Book of Shadows
- Author: Phyllis Curott
- Language: English
- Publisher: Broadway Books
- Publication date: 1998
- Pages: 320
- ISBN: 0-7679-0054-5
- OCLC: 38925249
- Dewey Decimal: 133.4/3
- LC Class: BF1571 .C87 1998

= Book of Shadows (biography) =

1998 book by Phyllis Curott

Book of Shadows: A Modern Woman's Journey into the Wisdom of Witchcraft and the Magic of the Goddess is a 1998 memoir written by author Phyllis Curott, published by Broadway Books.

== Promotional summary ==

When high-powered Manhattan lawyer Phyllis Curott began exploring witchcraft in a women's group in the 1970s, she discovered a spiritual movement that defied all stereotypes.

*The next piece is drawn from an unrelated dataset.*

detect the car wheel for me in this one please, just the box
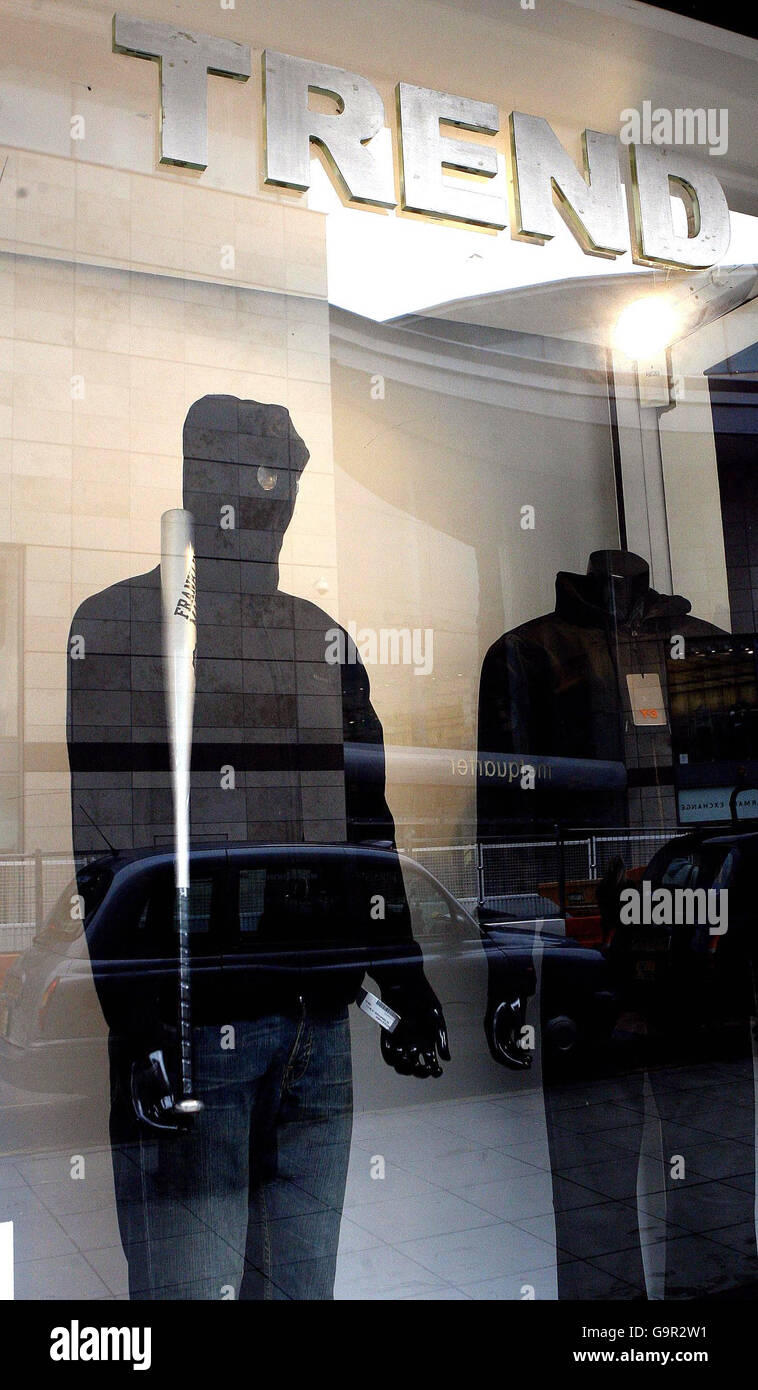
[544,1013,579,1055]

Encountering neither Satanic rites nor eccentric spinsters, she came to know a clandestine religion of the Goddess that had been forced into hiding over the course of history.

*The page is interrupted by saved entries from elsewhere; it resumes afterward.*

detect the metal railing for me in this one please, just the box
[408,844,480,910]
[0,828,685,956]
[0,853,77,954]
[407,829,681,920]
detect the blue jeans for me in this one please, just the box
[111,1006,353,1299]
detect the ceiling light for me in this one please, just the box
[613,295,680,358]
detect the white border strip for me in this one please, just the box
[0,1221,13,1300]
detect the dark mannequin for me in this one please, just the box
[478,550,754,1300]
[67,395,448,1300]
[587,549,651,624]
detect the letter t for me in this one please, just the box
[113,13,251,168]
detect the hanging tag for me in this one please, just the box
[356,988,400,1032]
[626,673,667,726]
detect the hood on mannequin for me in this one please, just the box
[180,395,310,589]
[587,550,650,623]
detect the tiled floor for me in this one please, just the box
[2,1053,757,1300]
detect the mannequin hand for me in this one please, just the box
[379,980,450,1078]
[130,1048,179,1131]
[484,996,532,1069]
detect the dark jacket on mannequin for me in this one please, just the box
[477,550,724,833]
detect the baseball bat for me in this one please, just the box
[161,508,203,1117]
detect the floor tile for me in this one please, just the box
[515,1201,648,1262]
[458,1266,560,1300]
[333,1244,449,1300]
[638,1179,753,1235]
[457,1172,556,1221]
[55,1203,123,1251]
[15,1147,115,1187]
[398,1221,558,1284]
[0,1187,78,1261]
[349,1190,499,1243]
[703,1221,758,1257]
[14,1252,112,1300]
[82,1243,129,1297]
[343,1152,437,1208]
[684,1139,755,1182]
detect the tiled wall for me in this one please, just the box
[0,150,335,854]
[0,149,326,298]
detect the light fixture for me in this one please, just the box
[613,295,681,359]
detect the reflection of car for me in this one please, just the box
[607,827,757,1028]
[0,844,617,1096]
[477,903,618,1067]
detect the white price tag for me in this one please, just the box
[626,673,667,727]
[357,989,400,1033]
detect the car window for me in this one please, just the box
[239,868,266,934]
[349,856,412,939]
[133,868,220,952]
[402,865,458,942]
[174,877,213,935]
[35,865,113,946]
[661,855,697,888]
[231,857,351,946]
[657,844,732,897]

The Book of Shadows chronicles Curott's remarkable initiation into Wicca, her ascent to the position of Wiccan high priestess, and her efforts to reconcile her newfound spirituality with her struggles as a woman rising through the ranks of the corporate world. Along the way, she relates the history of witchcraft. She also shares many traditional Wiccan practices – such as casting a circle, drawing down the Goddess, and casting spells for health, prosperity, and love. She explains all this from a feminist point of view.

The title Book of Shadows refers to the name used for a book that contains magical and religious texts in the religion of Wicca.